Question

If a process is both endothermic and spontaneous then
A. $\Delta S > 0$
B. $\Delta S < 0$
C. $\Delta H < 0$
D. $\Delta G > 0$

Answer 1

Hint : Entropy is a measured physical attribute that is most usually linked with a condition of disorder, unpredictability, or uncertainty. The phrase and idea are utilised in a wide range of domains, from classical thermodynamics, where it was originally discovered, through statistical physics' microscopic description of nature, to information theory's principles. It has a wide range of applications in chemistry and physics, biological systems and their relationships to life, cosmology, economics, sociology, weather science, climate change, and information systems, including telecommunications.

Complete Step By Step Answer:
A spontaneous process in thermodynamics is one that happens without any external input to the system. The time-evolution of a system in which it releases free energy and travels to a lower, more thermodynamically stable energy state is a more technical definition (closer to thermodynamic equilibrium).
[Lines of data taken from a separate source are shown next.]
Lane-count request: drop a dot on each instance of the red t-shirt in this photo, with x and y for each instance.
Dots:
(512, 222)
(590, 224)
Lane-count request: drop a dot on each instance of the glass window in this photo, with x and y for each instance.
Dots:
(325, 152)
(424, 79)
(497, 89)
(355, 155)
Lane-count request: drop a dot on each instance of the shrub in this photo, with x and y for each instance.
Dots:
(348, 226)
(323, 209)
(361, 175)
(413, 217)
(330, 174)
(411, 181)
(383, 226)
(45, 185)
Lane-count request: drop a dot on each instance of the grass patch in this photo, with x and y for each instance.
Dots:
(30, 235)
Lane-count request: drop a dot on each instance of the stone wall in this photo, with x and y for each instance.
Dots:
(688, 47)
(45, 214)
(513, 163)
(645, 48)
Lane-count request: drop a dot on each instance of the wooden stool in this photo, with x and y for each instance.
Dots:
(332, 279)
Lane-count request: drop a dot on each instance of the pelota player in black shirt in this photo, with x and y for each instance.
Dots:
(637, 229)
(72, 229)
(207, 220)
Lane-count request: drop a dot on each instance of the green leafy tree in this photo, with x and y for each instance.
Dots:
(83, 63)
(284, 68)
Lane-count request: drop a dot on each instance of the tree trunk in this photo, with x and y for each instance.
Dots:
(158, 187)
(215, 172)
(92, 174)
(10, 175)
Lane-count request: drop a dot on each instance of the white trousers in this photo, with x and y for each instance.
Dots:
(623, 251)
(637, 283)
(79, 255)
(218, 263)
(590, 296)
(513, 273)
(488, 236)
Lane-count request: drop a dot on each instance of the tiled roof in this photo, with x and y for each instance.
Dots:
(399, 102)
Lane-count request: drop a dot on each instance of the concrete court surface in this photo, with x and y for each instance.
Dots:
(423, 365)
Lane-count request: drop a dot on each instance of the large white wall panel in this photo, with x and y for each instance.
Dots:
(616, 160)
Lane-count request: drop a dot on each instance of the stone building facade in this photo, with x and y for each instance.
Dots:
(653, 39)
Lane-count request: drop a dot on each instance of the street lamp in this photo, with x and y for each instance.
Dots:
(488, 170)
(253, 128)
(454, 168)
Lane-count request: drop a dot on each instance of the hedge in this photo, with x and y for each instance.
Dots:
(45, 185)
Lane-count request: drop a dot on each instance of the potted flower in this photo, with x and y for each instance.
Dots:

The sign convention for free energy change is the same as for thermodynamic measurements, with a release of free energy from the system resulting in a negative change in the system's free energy and a positive change in the free energy of the surroundings.
Reactions that happen on their own. When reactions result in a drop in enthalpy and a rise in entropy, they are considered beneficial. During a combustion reaction, the system's entropy grows. Combustion processes are spontaneous because of the combination of energy loss and entropy rise. An endothermic reaction is one in which the energy required to break bonds in the reactants is greater than the energy released when new bonds are formed in the products. An endothermic process requires a steady supply of energy, which is commonly in the form of heat. The free energy change is always positive and the reaction is never spontaneous if the reaction is endothermic ( H positive) and the entropy change S is negative (reduced disorder).
$\Delta S > 0$
Hence option a is correct.

Note :
The free energy is calculated differently depending on the nature of the operation. When evaluating processes that occur under constant pressure and temperature settings, for example, the Gibbs free energy change is employed, but the Helmholtz free energy change is utilised when examining processes that occur under constant volume and temperature circumstances. Temperature, pressure, and volume can affect the value and even the sign of both free energy changes.